I helped her find a pet crematorium that would come pick up Louie’s little furry remains, because the ground was frozen too hard to dig a grave. I devoted the rest of the day to building a box out of some leftover cherry wood so Louie’s ashes would have a nice final resting place.
“I wish this hadn’t happened right before Christmas,” Jill said, watching the crematorium’s van pull away.
It occurred to me that she’d never really bee
n alone before; Louie was all the company she’d wanted or needed, but he was gone. I touched her shoulder briefly. “I’d invite you over, but Abby and I are leaving tomorrow to visit our kids...”
She shook her head vigorously. “I don’t mean to be pathetic. In any case, I won’t be here myself; I’m visiting Jan until after New Year’s Day. I’ll have to explain why I’m coming alone.” She bit her lip and her eyes brimmed with tears. “The hard part will be when I come home again.”
Abby and I left the next afternoon to visit Mark and Noreen and the kids. On Christmas morning, both kids woke up with the stomach flu. By afternoon Mark wasn’t feeling well either, so we came back home. I looked around at our meager decorations and fake tree, and thought about Jill’s beautiful house with no one to celebrate in it. I thought of her being sad all over again when she came home without Louie, and thought of buying her another hamster, but rejected the idea. She was entitled to choose her own pet. But I had a better idea.
I’d had a key to her house since the beginning, and on the twenty-seventh I went over and looked around.
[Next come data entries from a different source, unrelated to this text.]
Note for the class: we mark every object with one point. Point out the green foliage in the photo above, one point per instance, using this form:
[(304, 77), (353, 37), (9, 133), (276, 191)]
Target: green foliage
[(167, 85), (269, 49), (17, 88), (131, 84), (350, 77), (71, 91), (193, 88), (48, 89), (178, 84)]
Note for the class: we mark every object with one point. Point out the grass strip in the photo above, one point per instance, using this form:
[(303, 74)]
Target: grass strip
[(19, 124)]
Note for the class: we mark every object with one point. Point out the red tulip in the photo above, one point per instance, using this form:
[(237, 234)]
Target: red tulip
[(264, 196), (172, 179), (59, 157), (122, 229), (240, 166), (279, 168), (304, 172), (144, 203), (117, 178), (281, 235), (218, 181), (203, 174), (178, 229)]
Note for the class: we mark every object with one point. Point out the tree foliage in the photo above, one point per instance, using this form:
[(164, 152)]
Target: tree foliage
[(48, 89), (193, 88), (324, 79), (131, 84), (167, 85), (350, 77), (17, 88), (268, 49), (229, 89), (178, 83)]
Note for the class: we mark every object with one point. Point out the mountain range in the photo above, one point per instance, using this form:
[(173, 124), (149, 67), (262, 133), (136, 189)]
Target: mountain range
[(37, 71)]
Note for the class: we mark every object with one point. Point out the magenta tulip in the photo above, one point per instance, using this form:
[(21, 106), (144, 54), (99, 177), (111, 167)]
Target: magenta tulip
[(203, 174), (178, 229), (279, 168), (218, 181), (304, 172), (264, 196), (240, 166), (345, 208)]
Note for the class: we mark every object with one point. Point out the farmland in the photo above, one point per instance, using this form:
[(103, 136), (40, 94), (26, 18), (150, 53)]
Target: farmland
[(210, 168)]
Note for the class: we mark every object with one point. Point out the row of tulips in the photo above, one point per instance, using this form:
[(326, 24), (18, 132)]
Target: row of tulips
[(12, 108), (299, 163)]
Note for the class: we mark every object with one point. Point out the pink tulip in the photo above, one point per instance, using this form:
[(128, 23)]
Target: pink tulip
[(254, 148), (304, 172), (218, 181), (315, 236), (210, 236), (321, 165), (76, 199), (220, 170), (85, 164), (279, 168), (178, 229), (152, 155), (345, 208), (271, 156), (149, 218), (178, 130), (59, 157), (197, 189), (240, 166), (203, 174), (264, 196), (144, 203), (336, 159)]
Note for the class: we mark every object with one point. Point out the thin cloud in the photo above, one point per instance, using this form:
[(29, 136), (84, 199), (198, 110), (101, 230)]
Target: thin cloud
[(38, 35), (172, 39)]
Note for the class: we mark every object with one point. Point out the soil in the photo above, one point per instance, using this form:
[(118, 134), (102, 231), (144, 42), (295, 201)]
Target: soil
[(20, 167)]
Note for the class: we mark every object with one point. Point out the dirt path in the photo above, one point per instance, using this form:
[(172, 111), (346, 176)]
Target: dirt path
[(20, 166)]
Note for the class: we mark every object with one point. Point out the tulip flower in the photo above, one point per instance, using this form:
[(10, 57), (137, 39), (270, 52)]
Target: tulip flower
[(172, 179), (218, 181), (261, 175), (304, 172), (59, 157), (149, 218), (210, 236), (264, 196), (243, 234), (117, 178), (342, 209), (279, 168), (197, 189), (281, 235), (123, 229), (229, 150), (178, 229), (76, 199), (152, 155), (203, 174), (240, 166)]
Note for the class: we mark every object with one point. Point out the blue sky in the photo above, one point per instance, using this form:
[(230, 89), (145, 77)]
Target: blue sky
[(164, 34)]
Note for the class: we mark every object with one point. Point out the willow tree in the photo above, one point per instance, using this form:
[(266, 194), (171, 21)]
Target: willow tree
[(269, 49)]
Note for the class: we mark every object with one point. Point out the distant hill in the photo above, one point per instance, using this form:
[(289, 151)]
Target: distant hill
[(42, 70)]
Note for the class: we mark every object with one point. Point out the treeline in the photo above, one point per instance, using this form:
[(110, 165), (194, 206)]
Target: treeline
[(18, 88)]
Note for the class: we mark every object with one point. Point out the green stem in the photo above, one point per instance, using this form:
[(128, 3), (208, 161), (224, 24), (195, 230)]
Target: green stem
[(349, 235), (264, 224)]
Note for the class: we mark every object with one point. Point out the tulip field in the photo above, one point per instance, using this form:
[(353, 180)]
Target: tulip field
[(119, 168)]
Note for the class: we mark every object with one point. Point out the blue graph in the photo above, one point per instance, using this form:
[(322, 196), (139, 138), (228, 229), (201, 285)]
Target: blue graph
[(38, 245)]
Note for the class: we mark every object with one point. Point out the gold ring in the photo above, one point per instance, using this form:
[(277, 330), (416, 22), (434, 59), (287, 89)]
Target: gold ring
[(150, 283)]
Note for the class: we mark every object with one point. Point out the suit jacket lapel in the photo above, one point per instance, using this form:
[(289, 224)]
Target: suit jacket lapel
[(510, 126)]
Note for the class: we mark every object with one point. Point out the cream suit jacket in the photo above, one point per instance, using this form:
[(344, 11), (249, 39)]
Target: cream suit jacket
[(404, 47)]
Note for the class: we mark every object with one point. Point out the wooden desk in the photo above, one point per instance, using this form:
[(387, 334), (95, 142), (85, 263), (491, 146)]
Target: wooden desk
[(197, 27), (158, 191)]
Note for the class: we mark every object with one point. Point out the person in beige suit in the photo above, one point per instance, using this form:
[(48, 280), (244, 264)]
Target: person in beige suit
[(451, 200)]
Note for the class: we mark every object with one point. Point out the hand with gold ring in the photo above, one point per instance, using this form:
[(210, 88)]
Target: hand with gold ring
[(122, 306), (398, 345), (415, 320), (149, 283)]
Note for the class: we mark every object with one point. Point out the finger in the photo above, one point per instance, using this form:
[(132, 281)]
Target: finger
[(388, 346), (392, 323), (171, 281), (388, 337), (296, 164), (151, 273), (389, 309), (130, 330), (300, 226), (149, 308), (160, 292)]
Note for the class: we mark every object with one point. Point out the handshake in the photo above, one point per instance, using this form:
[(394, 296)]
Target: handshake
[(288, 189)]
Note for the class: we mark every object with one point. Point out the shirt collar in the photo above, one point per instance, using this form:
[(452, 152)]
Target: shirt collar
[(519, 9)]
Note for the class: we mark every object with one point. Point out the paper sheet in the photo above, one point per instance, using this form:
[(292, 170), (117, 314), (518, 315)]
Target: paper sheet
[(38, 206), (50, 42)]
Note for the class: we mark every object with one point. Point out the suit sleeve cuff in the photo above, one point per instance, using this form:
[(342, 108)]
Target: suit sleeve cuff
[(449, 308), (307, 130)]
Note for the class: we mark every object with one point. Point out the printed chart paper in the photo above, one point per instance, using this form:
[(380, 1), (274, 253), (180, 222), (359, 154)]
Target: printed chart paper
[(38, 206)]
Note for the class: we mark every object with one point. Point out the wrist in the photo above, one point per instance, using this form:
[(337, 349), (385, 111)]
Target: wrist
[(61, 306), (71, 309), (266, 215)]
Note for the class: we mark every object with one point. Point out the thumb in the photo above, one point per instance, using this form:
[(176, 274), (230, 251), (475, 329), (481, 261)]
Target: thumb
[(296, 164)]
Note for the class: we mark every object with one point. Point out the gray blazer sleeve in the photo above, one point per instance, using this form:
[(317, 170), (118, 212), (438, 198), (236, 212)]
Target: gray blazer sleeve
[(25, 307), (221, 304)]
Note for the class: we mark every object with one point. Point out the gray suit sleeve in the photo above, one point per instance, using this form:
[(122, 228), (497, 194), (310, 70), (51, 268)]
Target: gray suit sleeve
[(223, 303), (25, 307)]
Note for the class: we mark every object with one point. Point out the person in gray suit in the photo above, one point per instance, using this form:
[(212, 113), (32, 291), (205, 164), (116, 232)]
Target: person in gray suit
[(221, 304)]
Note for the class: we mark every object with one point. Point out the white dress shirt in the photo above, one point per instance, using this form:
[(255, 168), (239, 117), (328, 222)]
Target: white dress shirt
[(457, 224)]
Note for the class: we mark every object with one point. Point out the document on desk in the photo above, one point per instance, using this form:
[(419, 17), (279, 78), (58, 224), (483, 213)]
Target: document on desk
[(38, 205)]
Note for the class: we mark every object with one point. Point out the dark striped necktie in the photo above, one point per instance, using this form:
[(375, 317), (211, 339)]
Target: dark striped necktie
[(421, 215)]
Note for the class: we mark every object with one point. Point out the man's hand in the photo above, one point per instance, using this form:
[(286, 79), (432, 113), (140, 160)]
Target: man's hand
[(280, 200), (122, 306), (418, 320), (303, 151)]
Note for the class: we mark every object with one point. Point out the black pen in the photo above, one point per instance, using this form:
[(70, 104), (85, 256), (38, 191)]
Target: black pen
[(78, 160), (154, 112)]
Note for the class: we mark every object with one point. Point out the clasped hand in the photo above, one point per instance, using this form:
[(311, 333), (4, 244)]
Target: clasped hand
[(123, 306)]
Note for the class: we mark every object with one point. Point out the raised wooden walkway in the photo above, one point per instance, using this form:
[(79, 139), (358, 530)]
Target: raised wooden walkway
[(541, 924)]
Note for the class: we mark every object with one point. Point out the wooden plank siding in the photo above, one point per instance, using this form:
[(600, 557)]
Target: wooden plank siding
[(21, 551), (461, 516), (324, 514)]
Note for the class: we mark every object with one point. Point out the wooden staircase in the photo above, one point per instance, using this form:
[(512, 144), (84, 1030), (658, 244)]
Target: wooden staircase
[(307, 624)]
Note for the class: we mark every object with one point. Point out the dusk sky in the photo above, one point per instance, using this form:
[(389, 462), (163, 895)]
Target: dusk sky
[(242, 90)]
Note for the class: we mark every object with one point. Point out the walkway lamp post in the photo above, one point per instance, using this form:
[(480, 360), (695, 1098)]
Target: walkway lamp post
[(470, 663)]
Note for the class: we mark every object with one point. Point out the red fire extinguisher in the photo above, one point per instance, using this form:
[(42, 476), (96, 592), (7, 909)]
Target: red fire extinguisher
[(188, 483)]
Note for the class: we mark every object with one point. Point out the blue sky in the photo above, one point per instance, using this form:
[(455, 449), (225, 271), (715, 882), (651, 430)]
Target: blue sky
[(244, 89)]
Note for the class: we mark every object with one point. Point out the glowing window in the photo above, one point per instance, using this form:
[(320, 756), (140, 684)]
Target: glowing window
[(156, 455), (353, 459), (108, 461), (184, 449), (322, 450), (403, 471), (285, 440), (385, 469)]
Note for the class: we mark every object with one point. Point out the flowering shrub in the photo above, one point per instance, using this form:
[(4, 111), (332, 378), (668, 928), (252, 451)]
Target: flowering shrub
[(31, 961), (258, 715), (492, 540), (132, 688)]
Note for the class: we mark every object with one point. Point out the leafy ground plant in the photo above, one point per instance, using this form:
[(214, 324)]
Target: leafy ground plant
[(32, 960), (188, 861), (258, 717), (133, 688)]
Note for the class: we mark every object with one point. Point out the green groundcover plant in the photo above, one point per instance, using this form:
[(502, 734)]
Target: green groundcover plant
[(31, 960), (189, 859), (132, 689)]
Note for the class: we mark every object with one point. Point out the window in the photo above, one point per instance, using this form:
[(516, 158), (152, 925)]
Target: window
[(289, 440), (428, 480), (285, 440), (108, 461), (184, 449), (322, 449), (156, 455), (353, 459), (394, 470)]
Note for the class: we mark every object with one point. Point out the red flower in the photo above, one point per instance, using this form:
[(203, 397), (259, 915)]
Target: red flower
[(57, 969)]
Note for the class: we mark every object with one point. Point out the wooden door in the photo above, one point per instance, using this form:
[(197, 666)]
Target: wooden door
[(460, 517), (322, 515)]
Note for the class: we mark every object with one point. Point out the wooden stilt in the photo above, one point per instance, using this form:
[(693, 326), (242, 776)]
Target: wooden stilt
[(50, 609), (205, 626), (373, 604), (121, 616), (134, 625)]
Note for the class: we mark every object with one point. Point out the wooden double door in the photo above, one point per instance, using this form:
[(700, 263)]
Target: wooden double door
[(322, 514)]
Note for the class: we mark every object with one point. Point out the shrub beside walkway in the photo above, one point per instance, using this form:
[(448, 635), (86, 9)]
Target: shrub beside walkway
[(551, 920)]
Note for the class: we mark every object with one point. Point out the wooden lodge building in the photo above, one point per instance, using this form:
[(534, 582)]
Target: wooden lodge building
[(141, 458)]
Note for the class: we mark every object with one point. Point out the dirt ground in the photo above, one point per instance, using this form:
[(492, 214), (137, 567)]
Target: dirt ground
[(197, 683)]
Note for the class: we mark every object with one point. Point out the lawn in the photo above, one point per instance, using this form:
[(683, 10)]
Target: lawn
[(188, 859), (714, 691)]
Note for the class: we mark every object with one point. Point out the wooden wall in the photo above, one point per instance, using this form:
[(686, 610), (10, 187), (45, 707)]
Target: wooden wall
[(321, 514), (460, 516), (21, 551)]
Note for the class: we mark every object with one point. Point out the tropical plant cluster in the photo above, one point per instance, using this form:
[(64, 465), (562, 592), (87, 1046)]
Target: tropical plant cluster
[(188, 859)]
Her library was, finally, done. I’d dragged the work out as long as I could, but there was literally nothing left to do. I’d even stained the wood. All I had to do was clean up.
I picked up the last little bits of walnut and tossed them in my hand. I looked around at all the nooks and crannies, swept the dust, and went home.
****
On January tenth I was at Jill’s door, for the last time, at ten o’clock. I was relieved to see that the couple of weeks away had done her good; she no longer looked so sad.
“Are you ready?” I asked.
“I can hardly wait,” she replied, eyes like sunlight sparkling off emeralds. “I’ve been waiting for this for months!”
“I took the liberty of shelving the books that were in the boxes,” I said. “You’ll probably want to re-shelve them, but I thought it would look more like a library with books in it.” I preceded her to the pocket doors and slowly slid them open. “Ms. Francent, your library.”